In a breakthrough moment, researchers at MIT successfully cooled sodium potassium gas molecules (NaK) near absolute zero. At this temperature, matter behaves significantly different and starts exhibiting quantum effects. This is the coldest any molecule has been measured so far.
Normally, at ambient temperature, molecules zip by at colossal speeds, colliding and reacting with each other. There probably are millions of such collisions happening every moment in the air you breath. When matter gets really cold though, its movements near to a halt as it’s chilled closer and closer to absolute zero (0 Kelvin or -273.15 degrees Celsius). Other strange things start happening as well. For instance, when Helium is cooled down to near zero the substance (a gas at room temperature) turns into a liquid with no viscosity – a superfluid. But it’s a lot easier to cool single atoms, like He, than molecules, which comprise two or more atoms linked by electromagnetic forces.
Molecules are a lot more complicated since they exhibit more complex degrees of freedom: translation, vibration, and rotation. So, cooling the molecules directly is challenging, if not impossible with current means. To cool the sodium potassium gas, the researchers had to employ multiple steps. First, the MIT team used lasers and evaporative cooling to cool clouds of individual sodium and potassium atoms to near absolute zero. Typically, sodium and potassium don’t form compounds because they repel each other. However, the researchers “glued” them together by prompting the atoms to bond with an electromagnetic field. This mechanism is known as “Feshbach resonance.”

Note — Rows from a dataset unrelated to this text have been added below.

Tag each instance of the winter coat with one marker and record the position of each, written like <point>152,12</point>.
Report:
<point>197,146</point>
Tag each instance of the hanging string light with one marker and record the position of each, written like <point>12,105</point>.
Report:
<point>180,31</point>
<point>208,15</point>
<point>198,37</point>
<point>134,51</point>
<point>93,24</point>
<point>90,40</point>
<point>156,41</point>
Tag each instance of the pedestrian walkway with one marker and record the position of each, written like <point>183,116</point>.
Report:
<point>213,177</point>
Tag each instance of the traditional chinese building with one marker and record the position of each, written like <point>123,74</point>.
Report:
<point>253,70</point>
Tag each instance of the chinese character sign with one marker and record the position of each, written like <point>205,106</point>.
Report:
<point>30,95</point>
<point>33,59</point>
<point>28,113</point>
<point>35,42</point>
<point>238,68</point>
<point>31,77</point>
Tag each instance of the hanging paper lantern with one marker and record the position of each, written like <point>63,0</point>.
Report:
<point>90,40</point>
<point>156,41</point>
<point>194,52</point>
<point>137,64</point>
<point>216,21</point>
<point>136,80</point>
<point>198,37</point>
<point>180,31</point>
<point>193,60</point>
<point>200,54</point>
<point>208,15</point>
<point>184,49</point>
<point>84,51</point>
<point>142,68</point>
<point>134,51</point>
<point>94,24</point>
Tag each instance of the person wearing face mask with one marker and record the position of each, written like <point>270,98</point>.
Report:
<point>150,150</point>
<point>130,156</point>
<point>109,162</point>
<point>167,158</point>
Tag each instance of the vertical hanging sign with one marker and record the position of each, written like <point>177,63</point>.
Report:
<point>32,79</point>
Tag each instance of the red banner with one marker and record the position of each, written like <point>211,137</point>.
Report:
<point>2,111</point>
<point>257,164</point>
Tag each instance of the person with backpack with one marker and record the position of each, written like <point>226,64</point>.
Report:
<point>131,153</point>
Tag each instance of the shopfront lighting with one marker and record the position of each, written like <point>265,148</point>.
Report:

The resulting bond, however, is very weak – a “fluffy molecule”, as the researchers call it. To bring the atoms closer together, and strengthen the bond as a consequence, the researchers employed a novel technique used previously in 2008 by groups from the University of Colorado, for potassium rubidium (KRb) molecules, and the University of Innsbruck, for non-polar cesium (Ce2) molecules. Yet again, the weak molecules were exposed to a pair of laser pulses, the large frequency difference of which exactly matched the energy difference between the molecule’s initial, highly vibrating state, and its lowest possible vibrational state. The sodium potassium molecule absorbed the lower energy from one laser and emitted energy to the higher-frequency laser. So, what the MIT researchers got at the end were very low energy state, ultra-cold molecules sitting as low as 500 nanoKelvins or just billionths of a degree above absolute zero.
The resulting ultra-cool molecules were quite stable, with a relatively long lifetime, lasting about 2.5 seconds. The molecules also exhibited very strong dipole moments — strong imbalances in electric charge within molecules that mediate magnet-like forces between molecules over large distances. Concerning their speed, at such a cool temperature, the molecules average speeds of centimeters per second and are almost at their absolute lowest vibrational and rotational states.
“In the case where molecules are chemically reactive, one simply doesn’t have time to study them in bulk samples: They decay away before they can be cooled further to observe interesting states,” says Martin Zwierlein, professor of physics at MIT and a principal investigator in MIT’s Research Laboratory of Electronics. “In our case, we hope our lifetime is long enough to see these novel states of matter.”
The next step is cooling the molecule even further to maybe catch a glimpse of the quantum mechanical effects that are predicted should happen. Findings appeared in the journal Physical Review Letters.
“We are very close to the temperature at which quantum mechanics plays a big role in the motion of molecules,” Zwierlein says. “So these molecules would no longer run around like billiard balls, but move as quantum mechanical matter waves. And with ultracold molecules, you can get a huge variety of different states of matter, like superfluid crystals, which are crystalline, yet feel no friction, which is totally bizarre. This has not been observed so far, but predicted. We might not be far from seeing these effects, so we’re all excited.”
edit: missed a very important “minus” sign for the absolute zero temperature value in Celsius (-273.15 degrees Celsius)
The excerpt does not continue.